We included many popular performance metrics. These are mean absolute error (MAE), root mean square error(RMSE), Precision, Recall, F1, True and False Positives, True and False Negatives, normalized discounted cumulative gain (NDCG), rank score, area under the ROC curve (AUC) and catalog coverage. RMSE and MAE metrics are computed according to their two variants, user-based vs. global. The user-based variant weights each user uniformly by computing the metric for each user separately and averaging over all users while in the global variant users with larger test sets have more weight.

To evaluate via rrecsys we must start my creating the evaluation model:

e <- evalModel(smallML, folds = 5)

The same model may be used on different algorithms. To evaluate a prediction using this model:

evalPred(e, "ibknn", neigh = 5)

An evaluation on a recommendation:

evalRec(e, "funk", k = 5, lambda = 0.001, goodRating = 3, topN = 3)

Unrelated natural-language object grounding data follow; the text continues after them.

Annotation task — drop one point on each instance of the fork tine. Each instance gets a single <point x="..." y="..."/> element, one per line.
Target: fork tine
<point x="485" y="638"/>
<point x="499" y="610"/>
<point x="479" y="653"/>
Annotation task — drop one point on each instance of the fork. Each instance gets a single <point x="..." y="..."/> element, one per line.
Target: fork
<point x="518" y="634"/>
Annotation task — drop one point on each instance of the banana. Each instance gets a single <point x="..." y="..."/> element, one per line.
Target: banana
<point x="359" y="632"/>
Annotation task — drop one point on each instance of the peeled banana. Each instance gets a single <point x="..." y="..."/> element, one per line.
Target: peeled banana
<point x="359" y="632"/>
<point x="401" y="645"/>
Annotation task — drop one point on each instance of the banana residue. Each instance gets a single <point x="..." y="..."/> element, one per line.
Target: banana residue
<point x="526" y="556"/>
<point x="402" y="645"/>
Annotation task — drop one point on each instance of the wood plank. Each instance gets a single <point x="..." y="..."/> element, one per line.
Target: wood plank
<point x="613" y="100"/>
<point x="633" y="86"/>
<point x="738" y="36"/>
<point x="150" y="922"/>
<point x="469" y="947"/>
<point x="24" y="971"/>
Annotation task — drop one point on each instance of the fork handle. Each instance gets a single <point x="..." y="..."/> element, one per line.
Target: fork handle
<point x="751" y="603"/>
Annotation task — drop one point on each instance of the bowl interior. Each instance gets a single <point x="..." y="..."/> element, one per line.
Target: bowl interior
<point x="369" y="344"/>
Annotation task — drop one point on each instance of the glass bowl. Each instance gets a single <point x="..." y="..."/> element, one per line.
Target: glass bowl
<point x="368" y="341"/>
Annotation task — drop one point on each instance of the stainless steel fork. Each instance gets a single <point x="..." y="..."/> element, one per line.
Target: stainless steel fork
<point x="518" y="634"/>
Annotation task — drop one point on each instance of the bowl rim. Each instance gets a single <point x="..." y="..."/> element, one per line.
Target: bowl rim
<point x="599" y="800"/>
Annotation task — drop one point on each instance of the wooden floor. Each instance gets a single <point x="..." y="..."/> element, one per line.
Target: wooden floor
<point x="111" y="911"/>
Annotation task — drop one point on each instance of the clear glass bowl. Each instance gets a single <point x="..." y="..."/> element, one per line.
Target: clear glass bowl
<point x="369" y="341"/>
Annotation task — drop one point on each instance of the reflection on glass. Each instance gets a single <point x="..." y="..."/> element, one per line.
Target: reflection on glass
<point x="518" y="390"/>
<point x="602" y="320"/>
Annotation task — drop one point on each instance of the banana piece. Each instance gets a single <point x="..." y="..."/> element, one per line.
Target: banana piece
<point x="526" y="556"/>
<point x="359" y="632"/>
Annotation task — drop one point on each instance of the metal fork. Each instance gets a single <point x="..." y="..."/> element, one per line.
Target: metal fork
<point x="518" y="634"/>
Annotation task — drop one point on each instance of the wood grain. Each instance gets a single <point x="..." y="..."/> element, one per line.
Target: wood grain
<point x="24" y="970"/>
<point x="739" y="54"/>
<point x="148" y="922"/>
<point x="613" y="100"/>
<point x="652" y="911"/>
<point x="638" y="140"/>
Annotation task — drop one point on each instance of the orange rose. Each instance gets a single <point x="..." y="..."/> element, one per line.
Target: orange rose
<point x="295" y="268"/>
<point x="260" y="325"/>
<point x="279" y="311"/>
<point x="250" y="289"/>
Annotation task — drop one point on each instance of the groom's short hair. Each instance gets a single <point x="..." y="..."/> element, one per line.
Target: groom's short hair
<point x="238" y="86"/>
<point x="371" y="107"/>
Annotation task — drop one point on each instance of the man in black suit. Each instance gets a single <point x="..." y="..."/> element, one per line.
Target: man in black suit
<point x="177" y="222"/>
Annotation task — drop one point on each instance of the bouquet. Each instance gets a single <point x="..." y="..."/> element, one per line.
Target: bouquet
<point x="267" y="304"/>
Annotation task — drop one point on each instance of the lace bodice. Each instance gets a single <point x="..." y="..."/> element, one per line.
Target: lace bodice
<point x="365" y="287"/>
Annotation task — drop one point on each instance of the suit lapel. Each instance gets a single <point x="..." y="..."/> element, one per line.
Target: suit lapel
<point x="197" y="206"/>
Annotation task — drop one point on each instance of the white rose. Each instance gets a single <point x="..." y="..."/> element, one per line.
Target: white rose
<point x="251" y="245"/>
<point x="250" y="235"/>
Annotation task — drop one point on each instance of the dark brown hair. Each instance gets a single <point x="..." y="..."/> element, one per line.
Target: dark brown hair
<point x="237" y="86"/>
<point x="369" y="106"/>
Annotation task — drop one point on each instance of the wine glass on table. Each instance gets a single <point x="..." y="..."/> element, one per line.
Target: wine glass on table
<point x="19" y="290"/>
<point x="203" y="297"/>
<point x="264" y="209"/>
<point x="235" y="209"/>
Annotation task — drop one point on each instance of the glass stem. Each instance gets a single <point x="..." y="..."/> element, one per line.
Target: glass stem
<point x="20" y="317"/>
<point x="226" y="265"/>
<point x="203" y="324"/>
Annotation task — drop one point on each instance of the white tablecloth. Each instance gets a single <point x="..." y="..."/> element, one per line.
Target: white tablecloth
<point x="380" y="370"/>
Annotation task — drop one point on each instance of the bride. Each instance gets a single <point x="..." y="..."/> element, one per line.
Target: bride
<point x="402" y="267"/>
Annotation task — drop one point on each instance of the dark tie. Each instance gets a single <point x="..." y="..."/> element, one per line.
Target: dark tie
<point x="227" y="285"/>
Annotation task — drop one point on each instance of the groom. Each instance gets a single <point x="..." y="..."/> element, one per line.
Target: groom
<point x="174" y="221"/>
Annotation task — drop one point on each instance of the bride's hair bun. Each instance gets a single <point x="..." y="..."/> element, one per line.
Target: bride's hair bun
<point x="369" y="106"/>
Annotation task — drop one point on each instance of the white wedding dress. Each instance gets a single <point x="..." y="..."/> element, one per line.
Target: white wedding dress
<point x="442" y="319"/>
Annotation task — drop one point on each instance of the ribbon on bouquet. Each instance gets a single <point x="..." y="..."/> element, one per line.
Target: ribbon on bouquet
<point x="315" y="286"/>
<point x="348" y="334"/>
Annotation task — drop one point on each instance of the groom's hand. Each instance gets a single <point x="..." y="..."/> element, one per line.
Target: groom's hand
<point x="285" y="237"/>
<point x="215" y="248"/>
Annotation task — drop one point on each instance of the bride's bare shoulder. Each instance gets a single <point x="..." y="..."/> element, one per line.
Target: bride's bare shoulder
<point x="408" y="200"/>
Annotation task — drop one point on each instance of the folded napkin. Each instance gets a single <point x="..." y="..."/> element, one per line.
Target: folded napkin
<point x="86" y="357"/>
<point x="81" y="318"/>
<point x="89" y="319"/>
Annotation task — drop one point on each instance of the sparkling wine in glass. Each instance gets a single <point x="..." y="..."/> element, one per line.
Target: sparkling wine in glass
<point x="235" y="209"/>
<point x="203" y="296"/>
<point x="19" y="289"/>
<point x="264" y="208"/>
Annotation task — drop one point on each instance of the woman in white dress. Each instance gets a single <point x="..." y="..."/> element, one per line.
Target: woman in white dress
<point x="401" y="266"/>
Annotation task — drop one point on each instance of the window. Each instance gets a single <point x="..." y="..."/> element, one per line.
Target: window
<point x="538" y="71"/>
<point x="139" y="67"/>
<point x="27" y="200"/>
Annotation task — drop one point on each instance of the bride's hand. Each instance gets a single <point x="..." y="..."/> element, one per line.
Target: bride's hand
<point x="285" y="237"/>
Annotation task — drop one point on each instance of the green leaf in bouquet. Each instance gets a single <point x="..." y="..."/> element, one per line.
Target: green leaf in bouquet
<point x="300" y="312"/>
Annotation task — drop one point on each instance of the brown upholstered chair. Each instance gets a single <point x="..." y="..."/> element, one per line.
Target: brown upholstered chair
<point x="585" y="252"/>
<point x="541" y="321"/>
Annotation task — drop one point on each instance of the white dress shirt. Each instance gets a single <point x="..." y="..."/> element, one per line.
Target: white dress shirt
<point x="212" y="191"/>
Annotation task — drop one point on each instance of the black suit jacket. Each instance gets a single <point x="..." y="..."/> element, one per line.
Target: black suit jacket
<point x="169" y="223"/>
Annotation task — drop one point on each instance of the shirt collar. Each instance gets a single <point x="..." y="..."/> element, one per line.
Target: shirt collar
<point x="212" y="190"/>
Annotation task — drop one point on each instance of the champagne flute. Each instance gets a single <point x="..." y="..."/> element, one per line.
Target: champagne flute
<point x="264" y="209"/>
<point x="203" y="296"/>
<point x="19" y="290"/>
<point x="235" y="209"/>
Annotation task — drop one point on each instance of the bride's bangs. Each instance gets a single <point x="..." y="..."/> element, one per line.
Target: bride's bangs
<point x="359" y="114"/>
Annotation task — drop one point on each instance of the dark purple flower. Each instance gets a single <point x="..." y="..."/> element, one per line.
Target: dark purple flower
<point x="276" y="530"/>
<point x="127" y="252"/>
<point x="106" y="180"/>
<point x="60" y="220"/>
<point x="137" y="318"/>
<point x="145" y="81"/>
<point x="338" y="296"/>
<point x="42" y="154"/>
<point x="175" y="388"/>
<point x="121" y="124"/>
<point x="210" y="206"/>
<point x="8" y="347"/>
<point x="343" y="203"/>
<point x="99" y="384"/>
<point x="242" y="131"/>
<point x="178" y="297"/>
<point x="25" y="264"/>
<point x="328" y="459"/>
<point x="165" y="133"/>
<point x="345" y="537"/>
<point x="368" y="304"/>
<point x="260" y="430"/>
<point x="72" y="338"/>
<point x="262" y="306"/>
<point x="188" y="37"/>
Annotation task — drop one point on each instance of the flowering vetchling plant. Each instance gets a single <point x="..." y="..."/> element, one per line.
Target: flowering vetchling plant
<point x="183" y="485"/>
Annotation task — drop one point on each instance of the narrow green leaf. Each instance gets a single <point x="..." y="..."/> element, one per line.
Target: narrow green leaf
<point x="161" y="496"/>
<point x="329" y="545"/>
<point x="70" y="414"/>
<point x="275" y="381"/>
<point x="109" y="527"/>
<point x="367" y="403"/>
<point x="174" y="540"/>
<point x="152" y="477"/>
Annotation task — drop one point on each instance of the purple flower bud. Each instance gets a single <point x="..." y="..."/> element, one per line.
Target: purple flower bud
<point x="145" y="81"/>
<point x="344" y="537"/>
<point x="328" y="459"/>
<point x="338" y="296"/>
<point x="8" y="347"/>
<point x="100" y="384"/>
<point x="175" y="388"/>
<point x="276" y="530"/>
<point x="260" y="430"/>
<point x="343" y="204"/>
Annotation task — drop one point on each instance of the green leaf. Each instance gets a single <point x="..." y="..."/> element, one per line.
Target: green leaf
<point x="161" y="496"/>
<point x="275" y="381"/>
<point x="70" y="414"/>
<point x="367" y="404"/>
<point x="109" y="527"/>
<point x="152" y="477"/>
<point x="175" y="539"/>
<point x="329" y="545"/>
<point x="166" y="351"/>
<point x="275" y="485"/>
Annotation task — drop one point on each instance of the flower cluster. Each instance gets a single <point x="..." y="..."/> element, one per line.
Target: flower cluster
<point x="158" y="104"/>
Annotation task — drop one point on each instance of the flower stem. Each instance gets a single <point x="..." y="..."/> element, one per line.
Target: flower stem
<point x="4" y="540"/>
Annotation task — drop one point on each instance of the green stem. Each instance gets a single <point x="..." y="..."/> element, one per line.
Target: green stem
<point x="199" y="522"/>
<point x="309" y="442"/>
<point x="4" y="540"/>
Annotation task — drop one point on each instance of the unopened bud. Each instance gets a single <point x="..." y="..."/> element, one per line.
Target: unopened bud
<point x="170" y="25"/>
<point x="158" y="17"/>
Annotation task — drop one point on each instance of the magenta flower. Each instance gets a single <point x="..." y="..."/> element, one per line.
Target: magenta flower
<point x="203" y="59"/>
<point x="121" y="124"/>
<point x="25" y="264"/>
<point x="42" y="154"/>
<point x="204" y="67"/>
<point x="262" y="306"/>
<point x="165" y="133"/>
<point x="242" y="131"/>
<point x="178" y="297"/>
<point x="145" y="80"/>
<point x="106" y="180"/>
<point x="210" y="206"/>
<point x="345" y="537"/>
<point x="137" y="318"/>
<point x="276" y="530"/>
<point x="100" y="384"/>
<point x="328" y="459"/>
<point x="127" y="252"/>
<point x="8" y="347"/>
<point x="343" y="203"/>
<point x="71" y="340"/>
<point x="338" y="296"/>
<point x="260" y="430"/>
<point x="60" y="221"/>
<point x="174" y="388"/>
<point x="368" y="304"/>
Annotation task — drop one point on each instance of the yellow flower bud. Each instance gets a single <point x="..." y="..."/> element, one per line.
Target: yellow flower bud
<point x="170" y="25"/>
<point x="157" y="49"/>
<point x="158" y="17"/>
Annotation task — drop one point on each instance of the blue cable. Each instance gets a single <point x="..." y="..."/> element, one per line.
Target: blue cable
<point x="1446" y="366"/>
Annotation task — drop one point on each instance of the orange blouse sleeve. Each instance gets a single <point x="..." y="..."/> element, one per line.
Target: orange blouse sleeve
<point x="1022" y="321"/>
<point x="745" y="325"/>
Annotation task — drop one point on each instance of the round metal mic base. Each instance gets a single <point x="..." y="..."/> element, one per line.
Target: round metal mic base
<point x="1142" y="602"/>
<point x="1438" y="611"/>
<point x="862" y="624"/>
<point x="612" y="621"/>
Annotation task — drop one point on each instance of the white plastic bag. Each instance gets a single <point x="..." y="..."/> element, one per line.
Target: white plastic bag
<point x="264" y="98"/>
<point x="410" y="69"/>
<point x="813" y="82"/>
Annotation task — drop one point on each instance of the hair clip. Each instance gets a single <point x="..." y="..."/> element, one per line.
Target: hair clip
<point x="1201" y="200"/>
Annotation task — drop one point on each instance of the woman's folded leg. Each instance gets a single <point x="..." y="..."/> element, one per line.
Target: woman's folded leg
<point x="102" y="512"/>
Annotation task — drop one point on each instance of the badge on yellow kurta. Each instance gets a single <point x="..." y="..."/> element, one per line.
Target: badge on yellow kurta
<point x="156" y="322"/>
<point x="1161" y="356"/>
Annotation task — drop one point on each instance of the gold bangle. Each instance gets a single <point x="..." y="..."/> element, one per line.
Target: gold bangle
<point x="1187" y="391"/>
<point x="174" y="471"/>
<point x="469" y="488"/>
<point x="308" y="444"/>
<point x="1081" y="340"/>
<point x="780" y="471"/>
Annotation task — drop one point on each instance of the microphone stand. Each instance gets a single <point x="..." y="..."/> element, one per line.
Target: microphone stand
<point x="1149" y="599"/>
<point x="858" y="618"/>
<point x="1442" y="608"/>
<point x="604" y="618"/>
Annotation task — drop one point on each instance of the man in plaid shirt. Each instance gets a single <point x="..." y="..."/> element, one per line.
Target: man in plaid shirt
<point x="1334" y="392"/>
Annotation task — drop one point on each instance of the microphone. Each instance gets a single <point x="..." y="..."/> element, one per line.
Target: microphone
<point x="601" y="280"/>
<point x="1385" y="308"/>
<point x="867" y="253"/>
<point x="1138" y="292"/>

The evalPred and evalRec arguments correspond to the arguments of the algorithm that we want to evaulate. evalRec, obviosly, has the topN argument and two additional arguments. The goodRating that defines a threshold to distinguish between a negative rating and a positive rating. The alpha argument is the ranking half-life for the rank score metric.

To compute the AUC:

getAUC(e, "globalAv")